La gestion des autres espèces est plus souple, mais l’usufruit est néanmoins strictement limité au cercle familial. Les palmiers sont exploités pour leur régime, les mangues parfois récoltées, ainsi que les médicinales. Mais tout prélèvement doit faire l’objet d’une autorisation. A l’exception des colatiers plantés de longue date, la plupart des espèces se régénèrent spontanément, et à l’occasion, des jeunes plants de fromager trouvés en brousse sont transplantés.

Les manguiers et les palmiers forment la strate haute et peuvent atteindre une trentaine de mètres. Ils assurent l’ambiance forestière par leur ombrage et conservent l’humidité.

Sous leur couvert, entre 2 et 10 mètres de hauteur, s’alignent les colatiers et quelques calebassiers. Le sous-bois est dense, formé d’un tissu de lianes, d’arbustes et de jeunes palmiers qui constituent une strate intermédiaire entre 2 et 5 mètres. Il est régulièrement dynamisé par un nettoyage manuel permettant l’accès aux fruits.

Figure 15 : Croquis des ceintures villageoises

Un regard distrait, et dans la seule considération de la strate arborescente, conclurait au peu d’intérêt écologique que présentent ces forêts.
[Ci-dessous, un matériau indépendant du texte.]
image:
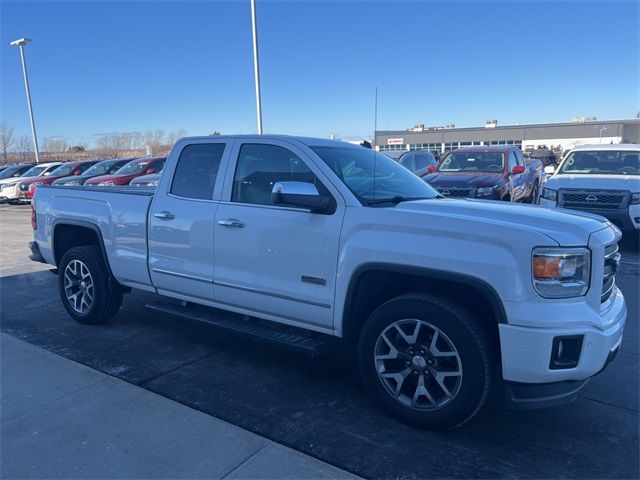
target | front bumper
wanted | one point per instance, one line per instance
(527, 350)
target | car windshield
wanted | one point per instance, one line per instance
(9, 171)
(473, 162)
(101, 168)
(63, 170)
(357, 168)
(35, 171)
(611, 162)
(132, 167)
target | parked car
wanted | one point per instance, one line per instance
(602, 179)
(546, 156)
(65, 170)
(490, 173)
(445, 298)
(146, 181)
(101, 167)
(135, 168)
(418, 161)
(15, 171)
(10, 188)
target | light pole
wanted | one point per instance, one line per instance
(602, 129)
(256, 65)
(21, 42)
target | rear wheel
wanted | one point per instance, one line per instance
(83, 282)
(426, 360)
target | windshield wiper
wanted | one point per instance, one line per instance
(395, 200)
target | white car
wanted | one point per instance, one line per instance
(10, 187)
(602, 179)
(445, 298)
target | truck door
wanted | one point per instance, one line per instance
(181, 220)
(269, 259)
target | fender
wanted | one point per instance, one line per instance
(349, 325)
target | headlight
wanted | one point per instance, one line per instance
(549, 194)
(484, 191)
(561, 272)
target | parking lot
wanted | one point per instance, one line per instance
(318, 406)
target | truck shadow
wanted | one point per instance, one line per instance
(318, 405)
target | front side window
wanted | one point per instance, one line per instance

Constituées de trois ou quatre espèces, communément répandues dans la région, elles seraient vulgaires plantations de manguiers ou colateraies vieillissantes.
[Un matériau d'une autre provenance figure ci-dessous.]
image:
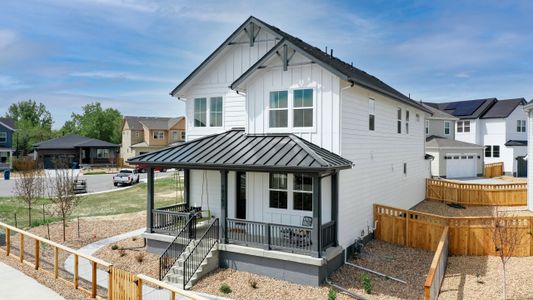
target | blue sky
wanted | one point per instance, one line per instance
(129, 54)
Mais l’approche botanique nous en dit beaucoup plus et éclaire d’un tout autre jour cette ordinaire mangueraie. La diversité spécifique du sous-bois est tout à fait remarquable. Pour l’illustrer, un relevé floristique préliminaire d’environ 50 m² a permis de dénombrer 52 espèces ligneuses à Kanoff, un autre comptage, à Madya, révèle, sur 100 m², 33 espèces de ligneux pour la seule strate arbustive, entre 1 et 2 mètres de hauteur. Mais au-delà de la diversité spécifique, c’est l’originalité du cortège qui nous interpelle ici. En reconstituant cette rare ambiance forestière, les forêts villageoises abritent les espèces ombrophiles, des espèces relativement rares sur l’ensemble de la région.